5.3. Nel caso specifico, a tali principi i giudici di merito si sono attenuti allorche' - lungi dall'affermare, come si adombra in ricorso, la responsabilita' del professionista sulla base dell'erronea scelta difensiva da cui era derivato per il cliente l'esito negativo del giudizio - da un lato, hanno fondato la loro pronuncia sull'accertamento della colpa in cui il medesimo professionista era incorso per non aver adottato quella cautela che il caso concreto richiedeva, vale a dire l'invio di altra disdetta essendo discutibile se quella precedente per recesso fosse efficace, venendo cosi' meno al dovere di diligenza; e dall'altro, hanno ritenuto che la prestazione che il professionista era chiamato ad eseguire no involgeva la soluzione di problemi di particolare difficolta'.

L'apprezzamento e l'accertamento anzidetti, oltre ad essere del tutto conformi ami principi di diritto venti richiamati in tema di responsabilita' professionale, sono sorretti da motivazione adeguata e corretta, per cui si sottraggono alle censure ad essi mosse dal ricorrente.

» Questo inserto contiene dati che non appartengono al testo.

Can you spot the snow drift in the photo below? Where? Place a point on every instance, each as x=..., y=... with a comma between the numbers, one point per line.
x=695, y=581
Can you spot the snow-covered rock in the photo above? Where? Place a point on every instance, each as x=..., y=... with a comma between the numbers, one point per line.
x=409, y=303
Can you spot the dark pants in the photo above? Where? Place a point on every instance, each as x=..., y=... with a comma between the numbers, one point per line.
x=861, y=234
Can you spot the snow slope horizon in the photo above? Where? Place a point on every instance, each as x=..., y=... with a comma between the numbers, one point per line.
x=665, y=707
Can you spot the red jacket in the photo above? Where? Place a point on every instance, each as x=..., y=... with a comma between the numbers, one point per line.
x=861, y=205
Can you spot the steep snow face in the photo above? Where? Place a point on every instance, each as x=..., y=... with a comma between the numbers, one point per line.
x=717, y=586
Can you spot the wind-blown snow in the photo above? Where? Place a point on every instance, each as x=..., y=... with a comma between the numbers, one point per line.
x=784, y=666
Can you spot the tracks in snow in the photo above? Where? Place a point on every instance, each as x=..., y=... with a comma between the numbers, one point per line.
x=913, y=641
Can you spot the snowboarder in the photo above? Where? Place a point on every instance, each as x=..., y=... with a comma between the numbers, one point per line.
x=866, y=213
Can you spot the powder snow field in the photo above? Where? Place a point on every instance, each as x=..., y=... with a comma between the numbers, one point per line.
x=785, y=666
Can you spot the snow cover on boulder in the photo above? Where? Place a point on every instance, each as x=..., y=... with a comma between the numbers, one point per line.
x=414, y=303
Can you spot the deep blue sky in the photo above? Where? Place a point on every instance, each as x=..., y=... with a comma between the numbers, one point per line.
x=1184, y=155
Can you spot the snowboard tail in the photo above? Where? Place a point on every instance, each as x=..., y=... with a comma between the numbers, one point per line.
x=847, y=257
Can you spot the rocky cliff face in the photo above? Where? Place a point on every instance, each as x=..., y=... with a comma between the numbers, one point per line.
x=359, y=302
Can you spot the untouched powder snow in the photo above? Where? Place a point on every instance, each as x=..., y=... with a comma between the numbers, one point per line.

Per dimostrare l'esattezza dell'accertamento e valutazione della colpa professionale, con esclusione quindi dei denunciati vizi motivazionali, e' sufficiente rilevare che l'impugnata sentenza ha posto l'attenzione su quello che avrebbe dovuto essere il comportamento del legale, sottolineando come la fattispecie concreta richiedeva l'adozione di specifica cautela, dal professionista non adottata, e cioe' l'invio della dichiarazione di disdetta per finta locazione, necessaria per garantire il cliente dalla soluzione negativa di questioni controverse.

E tale giudizio sulla colpa professionale, correttamente ed adeguatamente motivato, si sottrae al sindacato di legittimita', essendo stato ancorato ad un accertamento di fatto in merito all'eccezione della mancata adozione della richiesta cautela, non contestata e che avrebbe determinato sicuramente il buon esito della vicenda.

Ne' vale ad escludere la responsabilita' del professionista l'eventuale concorso di colpa del Caroni per non aver impugnato con ricorso per cassazione la decisione sfavorevole del Tribunale di Siena, perche' e' giurisprudenza costante di questo Supremo Collegi che non rientra tra i doveri di correttezza, di cui all'art. 1227 c.c., quello di intraprendere una azione giudiziaria con accollo dei costi e dei rischi relativi (Cass. 21.4.1993 n. 4672; 26.1.1980 n. 643).

5.4. La corte fiorentina da dato, quindi, adeguata ragione del suo convincimento con il ritenere la colpa dell'avv. Becchi in conseguenza dei fatti predetti nei quali ha ravvisato la sussistenza della mancanza di diligenza professionale.

La motivazione dei giudici di merito e', altresi', ineccepibile sotto il profilo della coerenza logica e in perfetta armonia con i principi di carattere generale sopra esposti.

I punti sui quali il ricorrente si duole si rivelano, in definitiva, esenti da censura, trattandosi di apprezzamenti di fatto non sindacabili in questa sede di legittimita', in quanto immuni da vizi logici e giuridici.

In conclusione il ricorso principale va rigettato.

6. Il ricorso incidentale, essendo stato espressamente proposto in forma condizionata all'accoglimento del ricorso principale, resta assorbito.

7. Sussistono giusti motivi per dichiarare interamente compensate tra le parti le spese del giudizio di legittimita'.

P.Q.M

La Corte di Cassazione, riuniti i ricorsi, rigetta il ricorso principale e dichiara assorbito quello incidentale.

Compensa tra le parti le spese del giudizio di legittimita'.

Cosi' deciso in Roma, nella Camera di Consiglio della 2^ Sezione Civile, il 19 marzo 1997.